На глубине страха человека перед полом – неразрывная связь-конфликт любви и смерти. Любящий никогда не может согласиться на кончину и исчезновение любимого, которую рождение как бы предполагает. Любовь хочет не обойти смерть, не забыть её, а пройти насквозь – одолеть не только всякий страх перед смертью, но само небытие. Уже Ветхий завет восклицает: «крепка, как смерть, любовь» (Песн. 8:6), но Евангелие идёт дальше: любовь попирает смерть, потому что сильнее смерти.
Жизнь рода и вечная жизнь
Жизнь рода предлагает неравнозначную замену вечной жизни половым размножением, соглашаясь со смертью каждого, лишь заменяя его новорождённым, так же обречённым на небытие. Это согласие не только со смертью как конечностью жизни, но и со смертью как конечностью любви, конечностью единства, которое хочет быть вечным.
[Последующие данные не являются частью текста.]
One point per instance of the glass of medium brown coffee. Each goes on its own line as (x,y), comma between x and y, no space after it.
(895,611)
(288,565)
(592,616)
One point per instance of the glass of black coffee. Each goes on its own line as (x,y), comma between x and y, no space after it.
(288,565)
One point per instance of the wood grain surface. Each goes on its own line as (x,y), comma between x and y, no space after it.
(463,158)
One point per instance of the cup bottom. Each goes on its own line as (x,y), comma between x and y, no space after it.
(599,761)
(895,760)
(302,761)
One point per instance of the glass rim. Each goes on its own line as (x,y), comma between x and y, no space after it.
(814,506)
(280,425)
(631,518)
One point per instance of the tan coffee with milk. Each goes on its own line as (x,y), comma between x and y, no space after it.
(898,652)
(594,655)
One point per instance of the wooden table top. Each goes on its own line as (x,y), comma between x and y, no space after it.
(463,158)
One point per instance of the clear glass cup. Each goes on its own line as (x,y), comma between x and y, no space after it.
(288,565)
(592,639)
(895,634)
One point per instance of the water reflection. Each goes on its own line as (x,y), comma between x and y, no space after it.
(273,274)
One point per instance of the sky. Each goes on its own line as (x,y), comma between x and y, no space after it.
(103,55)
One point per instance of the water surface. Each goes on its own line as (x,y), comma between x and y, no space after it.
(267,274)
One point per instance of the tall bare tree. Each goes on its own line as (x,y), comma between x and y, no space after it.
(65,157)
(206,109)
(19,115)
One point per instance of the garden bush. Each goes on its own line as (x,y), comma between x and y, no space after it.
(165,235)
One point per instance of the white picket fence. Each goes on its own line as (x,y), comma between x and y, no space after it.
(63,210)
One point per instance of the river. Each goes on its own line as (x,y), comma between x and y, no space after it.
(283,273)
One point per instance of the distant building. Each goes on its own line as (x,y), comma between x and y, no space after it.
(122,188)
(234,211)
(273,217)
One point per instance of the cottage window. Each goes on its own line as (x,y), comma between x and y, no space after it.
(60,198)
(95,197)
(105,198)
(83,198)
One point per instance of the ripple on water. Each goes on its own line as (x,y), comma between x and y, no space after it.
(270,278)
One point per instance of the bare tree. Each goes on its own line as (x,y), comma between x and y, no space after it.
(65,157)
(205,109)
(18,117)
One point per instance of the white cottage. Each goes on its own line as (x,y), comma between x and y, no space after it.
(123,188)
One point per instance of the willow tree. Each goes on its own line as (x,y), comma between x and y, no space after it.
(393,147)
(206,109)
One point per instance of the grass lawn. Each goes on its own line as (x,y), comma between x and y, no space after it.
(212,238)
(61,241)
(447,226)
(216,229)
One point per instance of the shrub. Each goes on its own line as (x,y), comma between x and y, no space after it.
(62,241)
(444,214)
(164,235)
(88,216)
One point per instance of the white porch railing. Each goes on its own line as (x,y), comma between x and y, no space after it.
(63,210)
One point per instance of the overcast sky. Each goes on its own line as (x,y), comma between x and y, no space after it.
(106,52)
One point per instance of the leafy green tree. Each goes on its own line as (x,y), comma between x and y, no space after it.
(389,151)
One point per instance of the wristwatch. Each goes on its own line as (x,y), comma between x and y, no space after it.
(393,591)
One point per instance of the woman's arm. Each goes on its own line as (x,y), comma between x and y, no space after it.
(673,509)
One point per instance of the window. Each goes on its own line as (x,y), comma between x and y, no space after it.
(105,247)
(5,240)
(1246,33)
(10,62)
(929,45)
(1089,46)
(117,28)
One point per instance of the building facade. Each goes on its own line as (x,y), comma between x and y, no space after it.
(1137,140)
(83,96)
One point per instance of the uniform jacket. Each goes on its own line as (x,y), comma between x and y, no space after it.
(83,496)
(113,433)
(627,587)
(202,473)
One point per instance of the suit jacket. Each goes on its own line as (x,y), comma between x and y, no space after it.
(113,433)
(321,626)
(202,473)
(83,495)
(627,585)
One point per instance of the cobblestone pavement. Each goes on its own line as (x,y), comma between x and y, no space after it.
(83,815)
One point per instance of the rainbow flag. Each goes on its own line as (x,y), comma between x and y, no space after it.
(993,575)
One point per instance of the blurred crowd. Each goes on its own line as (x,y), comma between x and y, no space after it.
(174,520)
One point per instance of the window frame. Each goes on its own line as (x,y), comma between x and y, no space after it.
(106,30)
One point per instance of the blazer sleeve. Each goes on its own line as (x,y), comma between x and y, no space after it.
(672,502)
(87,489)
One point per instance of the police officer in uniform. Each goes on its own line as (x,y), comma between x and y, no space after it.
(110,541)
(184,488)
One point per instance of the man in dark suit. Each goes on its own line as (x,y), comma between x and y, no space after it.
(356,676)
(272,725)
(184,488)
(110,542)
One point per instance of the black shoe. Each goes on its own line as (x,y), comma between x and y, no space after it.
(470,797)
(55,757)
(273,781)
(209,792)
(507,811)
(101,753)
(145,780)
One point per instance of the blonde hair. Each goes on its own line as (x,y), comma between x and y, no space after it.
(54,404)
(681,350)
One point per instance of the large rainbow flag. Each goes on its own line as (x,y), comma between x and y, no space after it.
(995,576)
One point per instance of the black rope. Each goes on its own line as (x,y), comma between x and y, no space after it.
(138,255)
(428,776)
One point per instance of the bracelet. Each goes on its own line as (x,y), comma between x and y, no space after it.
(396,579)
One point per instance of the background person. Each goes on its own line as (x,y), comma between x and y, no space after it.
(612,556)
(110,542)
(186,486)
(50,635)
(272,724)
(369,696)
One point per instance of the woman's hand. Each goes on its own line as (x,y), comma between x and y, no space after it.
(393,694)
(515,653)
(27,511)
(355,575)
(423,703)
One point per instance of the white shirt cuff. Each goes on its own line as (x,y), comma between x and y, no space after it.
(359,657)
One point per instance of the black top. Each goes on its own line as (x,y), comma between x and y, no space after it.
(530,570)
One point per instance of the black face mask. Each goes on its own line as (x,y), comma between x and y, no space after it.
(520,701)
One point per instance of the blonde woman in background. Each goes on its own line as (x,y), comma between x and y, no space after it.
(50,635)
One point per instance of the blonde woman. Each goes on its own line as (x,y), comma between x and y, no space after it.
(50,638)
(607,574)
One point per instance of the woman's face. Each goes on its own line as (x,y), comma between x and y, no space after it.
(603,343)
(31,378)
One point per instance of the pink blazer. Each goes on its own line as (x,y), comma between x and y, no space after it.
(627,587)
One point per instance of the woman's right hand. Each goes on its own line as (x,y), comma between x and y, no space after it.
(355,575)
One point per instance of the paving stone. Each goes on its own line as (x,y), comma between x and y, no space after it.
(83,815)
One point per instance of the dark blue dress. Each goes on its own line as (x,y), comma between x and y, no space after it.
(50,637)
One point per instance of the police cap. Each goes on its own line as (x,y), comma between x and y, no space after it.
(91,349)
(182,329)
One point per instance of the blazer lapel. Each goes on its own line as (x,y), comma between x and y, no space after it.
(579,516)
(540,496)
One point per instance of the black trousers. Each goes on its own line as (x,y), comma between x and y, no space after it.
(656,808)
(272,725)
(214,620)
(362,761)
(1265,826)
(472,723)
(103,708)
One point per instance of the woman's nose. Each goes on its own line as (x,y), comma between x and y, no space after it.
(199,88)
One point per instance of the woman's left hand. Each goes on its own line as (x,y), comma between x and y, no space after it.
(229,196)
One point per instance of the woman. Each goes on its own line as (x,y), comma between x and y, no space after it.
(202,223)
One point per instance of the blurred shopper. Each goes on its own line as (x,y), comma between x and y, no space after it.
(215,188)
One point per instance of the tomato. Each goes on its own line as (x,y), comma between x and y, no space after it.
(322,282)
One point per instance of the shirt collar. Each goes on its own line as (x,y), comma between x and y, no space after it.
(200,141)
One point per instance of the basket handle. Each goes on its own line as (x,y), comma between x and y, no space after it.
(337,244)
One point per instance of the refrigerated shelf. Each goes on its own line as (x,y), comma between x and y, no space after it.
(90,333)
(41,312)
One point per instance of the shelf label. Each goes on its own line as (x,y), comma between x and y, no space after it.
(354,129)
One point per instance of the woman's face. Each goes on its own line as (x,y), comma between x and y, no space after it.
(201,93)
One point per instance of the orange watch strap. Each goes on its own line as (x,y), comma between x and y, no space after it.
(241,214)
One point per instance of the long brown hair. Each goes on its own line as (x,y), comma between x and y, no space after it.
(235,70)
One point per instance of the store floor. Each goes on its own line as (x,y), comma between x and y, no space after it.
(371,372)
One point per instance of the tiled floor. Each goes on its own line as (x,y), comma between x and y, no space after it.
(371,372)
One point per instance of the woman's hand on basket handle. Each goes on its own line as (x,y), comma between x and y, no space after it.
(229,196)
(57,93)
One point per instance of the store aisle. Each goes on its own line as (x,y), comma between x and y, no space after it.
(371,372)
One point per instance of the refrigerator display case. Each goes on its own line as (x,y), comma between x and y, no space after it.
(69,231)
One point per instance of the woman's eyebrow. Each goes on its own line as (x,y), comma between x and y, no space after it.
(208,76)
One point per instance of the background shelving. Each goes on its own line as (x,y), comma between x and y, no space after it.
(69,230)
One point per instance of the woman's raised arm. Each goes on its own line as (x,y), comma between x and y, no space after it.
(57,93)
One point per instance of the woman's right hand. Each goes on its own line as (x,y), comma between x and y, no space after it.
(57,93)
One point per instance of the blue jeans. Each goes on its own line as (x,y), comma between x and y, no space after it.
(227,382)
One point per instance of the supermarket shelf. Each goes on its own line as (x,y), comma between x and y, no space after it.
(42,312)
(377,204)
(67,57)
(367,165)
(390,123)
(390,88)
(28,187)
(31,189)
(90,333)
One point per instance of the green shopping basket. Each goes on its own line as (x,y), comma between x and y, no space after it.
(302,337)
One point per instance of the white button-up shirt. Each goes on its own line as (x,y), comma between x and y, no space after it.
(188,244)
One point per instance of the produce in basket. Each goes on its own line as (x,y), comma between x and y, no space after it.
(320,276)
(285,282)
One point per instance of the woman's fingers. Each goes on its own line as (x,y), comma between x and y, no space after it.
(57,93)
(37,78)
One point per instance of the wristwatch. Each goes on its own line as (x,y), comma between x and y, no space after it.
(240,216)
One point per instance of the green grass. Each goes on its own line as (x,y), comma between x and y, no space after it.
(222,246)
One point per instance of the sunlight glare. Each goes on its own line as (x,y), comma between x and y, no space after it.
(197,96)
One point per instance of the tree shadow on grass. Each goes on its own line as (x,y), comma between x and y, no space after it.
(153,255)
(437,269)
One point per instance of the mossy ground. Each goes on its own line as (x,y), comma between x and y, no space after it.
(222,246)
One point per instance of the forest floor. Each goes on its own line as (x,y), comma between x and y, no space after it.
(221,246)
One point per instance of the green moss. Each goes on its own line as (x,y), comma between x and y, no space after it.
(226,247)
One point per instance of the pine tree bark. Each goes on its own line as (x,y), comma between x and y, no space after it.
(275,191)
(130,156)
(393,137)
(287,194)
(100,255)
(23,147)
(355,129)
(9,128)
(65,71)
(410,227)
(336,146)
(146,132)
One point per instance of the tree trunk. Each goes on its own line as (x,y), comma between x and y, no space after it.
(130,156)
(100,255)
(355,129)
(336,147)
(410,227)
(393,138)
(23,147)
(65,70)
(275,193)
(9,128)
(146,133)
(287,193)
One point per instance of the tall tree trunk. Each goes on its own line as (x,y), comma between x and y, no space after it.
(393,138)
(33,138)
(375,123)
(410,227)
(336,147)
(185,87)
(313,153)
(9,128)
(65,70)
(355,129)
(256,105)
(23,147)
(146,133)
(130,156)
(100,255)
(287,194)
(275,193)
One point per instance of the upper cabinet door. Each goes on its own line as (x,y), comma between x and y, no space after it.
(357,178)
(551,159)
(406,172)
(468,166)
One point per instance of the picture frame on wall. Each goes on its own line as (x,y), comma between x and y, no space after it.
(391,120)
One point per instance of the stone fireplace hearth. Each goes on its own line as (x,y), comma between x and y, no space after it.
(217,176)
Бердяев отмечает, что сексуальный акт связан с превращением любимого в объект, а его пола – в «частную функцию». Соединение с любимым, к которому человек так устремлён, не достигается, и с этим связан «неустранимый элемент разврата», даже если нет измены и неверности. В своих высших точках влюблённость преодолевает сексуальное влечение, и наоборот, сексуальное влечение вполне может сочетаться с отвращением к человеку, считает Бердяев. «Влюблённый находится в меньшей зависимости oт половой потребности, может легче от неё воздерживаться, может даже делаться аскетом».
В этом свете делается проблематичным современное приходское «богословие» семьи, в котором заключение брака и чадородие трактуются как религиозный долг, а заповедь «плодитесь и размножайтесь» – как призыв к биологическому размножению и даже решению демографических задач. Оно естественно вырастает там, где сама христианская, церковная жизнь осознается по преимуществу как что-то земное и социальное, просто некое устроение части общества – допустим, самой добропорядочной и правильной. Попытка вписать любовь с её волей к бессмертию любимого в упорядоченный строй родовой и общественной жизни обрекает её на бессилие, лишает человека небесного измерения, а церковную жизнь делает обывательской. Но Христос пришёл не за этим.